Statistica Text Mining and Document Retrieval uses a particularly efficient algorithm for singular value decomposition that can handle even very large input matrices (of word counts and documents; see also Singular Value Decomposition in Statistica Text Mining and Document Retrieval).

Incorporating text mining results in data mining projects

After significant (e.g., frequent) words have been extracted from a set of input documents, and/or after singular value decomposition has been applied to extract salient semantic dimensions, typically the next and most important step is to use the extracted information in the current data mining project.
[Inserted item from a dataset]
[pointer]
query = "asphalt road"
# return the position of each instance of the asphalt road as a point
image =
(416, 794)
Graphics (visual data mining methods). Depending on the purpose of the analyses, in some instances the extraction of semantic dimensions alone can be a useful outcome if it clarifies the underlying structure of what is contained in the input documents. For example, a study of new car owners' comments about their vehicles may uncover the salient dimensions in the minds of those drivers when they think about or consider their automobile (or how they "feel" about it). For marketing research purposes, that in itself can be a useful and significant result. Note that in the Statistica system, you can use the various graphics options (e.g., 2D scatterplots or 3D scatterplots) to help you visualize and identify the semantic space extracted from the input documents

Clustering and factoring. Further, you can use cluster analysis methods to identify groups of documents (e.g., vehicle owners who described their new cars), to identify groups of similar input texts. This type of analysis also could be extremely useful in the context of market research studies, for example of new car owners. In Statistica, you can use the various methods for clustering available in Cluster Analysis and Generalized EM & k-Means Cluster Analysis, as well as Factor Analysis and Principal Components and Classification Analysis (to factor analyze words or documents).
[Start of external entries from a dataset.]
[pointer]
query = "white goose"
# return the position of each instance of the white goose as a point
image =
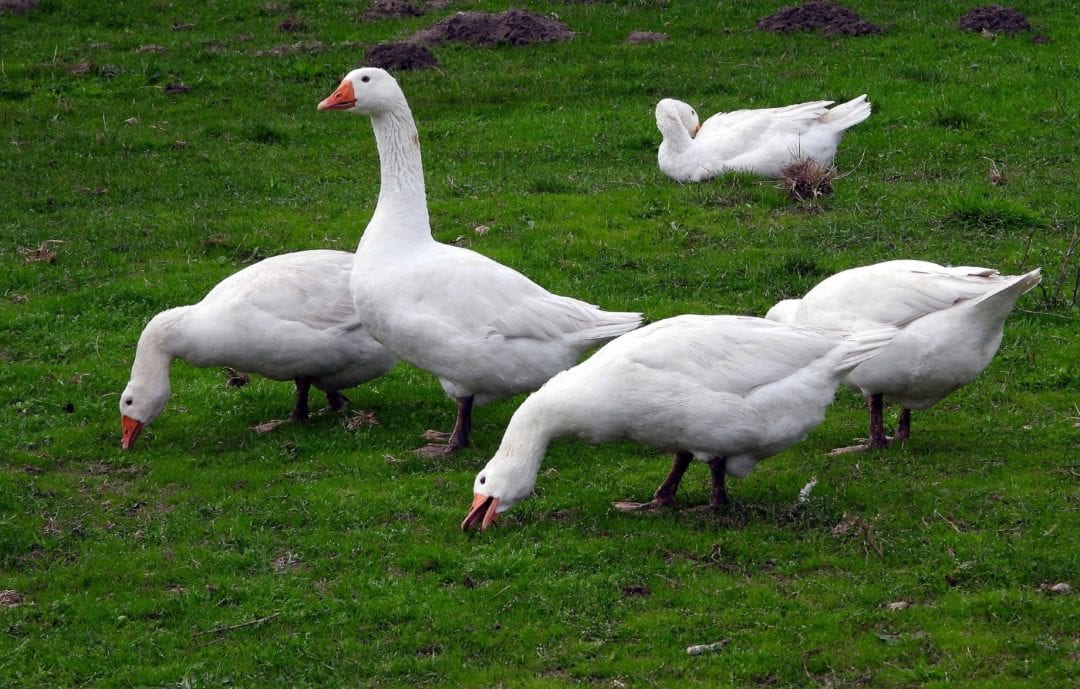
(763, 142)
(726, 390)
(952, 324)
(286, 318)
(485, 329)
Predictive data mining. Another possibility is to use the raw or transformed word counts as predictor variables in predictive data mining projects. There are various options available in Statistica to merge and concatenate files. You can also use options in the Text Mining Results dialog box to write results such as word frequencies or document scores computed from singular value decomposition directly back to the input data file (or database via a Streaming Database Connector). Results from the text mining can then be used directly in model building; for example the Feature Selection and Variable Screening options are particularly useful for quickly identifying the important variables that are useful for predicting some outcome of interest.